The summer season of 2018 – 2019 was particularly difficult as it marked the start of a devastating drought for the region. Much less than the average 550 – 580mm rainfall fell that year, and the crop endured searing temperatures in the 40s for days on end. Many summer crops struggled that season.
“The year before, 2017 was a below average year, and from there on it got progressively worse,” said Andrew Turner, Waterloo, Moree.
“We had a few varieties planted that year, but it was Cracka that survived that hot, dry summer and bounced back after a sprinkle of rain in February. A lot of the other varieties gave a lot of vegetative mass, but no harvestable grain.
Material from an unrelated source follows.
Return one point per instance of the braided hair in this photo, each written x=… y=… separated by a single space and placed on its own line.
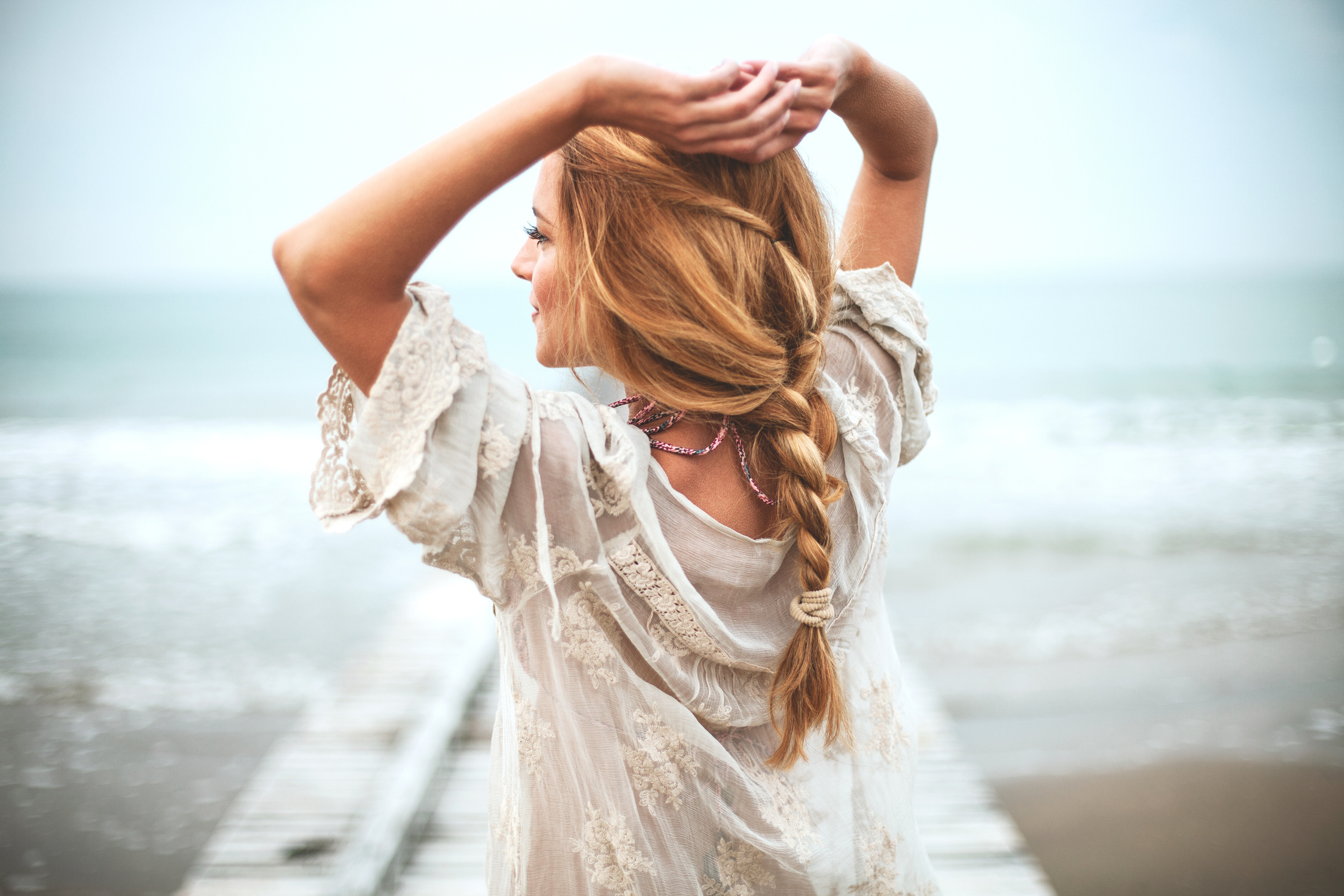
x=705 y=284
Cracka definitely was able to convert that small amount of moisture the best – rain to grain!”
Andrew commented that he had chosen Cracka grain sorghum for its aggressive growth out of the ground – germination to head emergence is around six to eight weeks. That short turnaround means he can plant to ‘dodge the heat and harvest before it gets too cold’ on a late plant.
“That tough year at the start of the drought, the Cracka crop yielded 2.5 – 3.0t/Ha – more than 1t/Ha more than we thought it would achieve, while the other varieties really struggled,” said Tony Lockrey, manager of AMPS Moree, and Andrew’s agronomist.
“In a ‘normal’ year, you would expect to harvest around 4 – 5t/Ha, so it was remarkable how big the heads were that year and its ability to set grain. The Cracka grain sorghum is the one we recommend the most for our region.
“The head size on the tillers that come on the late rain was exceptional. While in a good year we may harvest 4-5t/ha, the Cracka grown on Waterloo that year made a remarkable record to yield well above average for that season.
For this reason, Tony is confident recommending Cracka to produce grain in any season, and feels it will shine in tough conditions.
“Our trials show it can be relied upon to efficiently produce quality grain in a wide range of soil types and growing conditions.”
The Cracka grain sorghum is well suited to the region and able to utilise stored soil moisture to thrive in the variable summer rains and hot temperatures. Cracka tolerates the heavy alluvial, grey cracking soils that are alkaline on Andrew’s property but will do well in the red chocolate soils that are well known in the region.
‘Waterloo’ focuses on efficiency and adaptability. While crop rotation plans are formulated, they are not set in stone as they need to be flexible enough to cope with seasonal variability. While the 2019 winter crops was close to a failure across the district, the current wet year has allowed some double cropping to catch up on lost production. Cracka was planted in January this year and has again proved its ability to deliver a solid yield.
“Cracka is one of the better short season varieties. Standability is also important, it doesn’t fall over, I have never had any trouble harvesting it. The open head, standability and regular height has meant it is quicker to dry down and gives a good yield and can hang on until it gets decent rain,” said Andrew.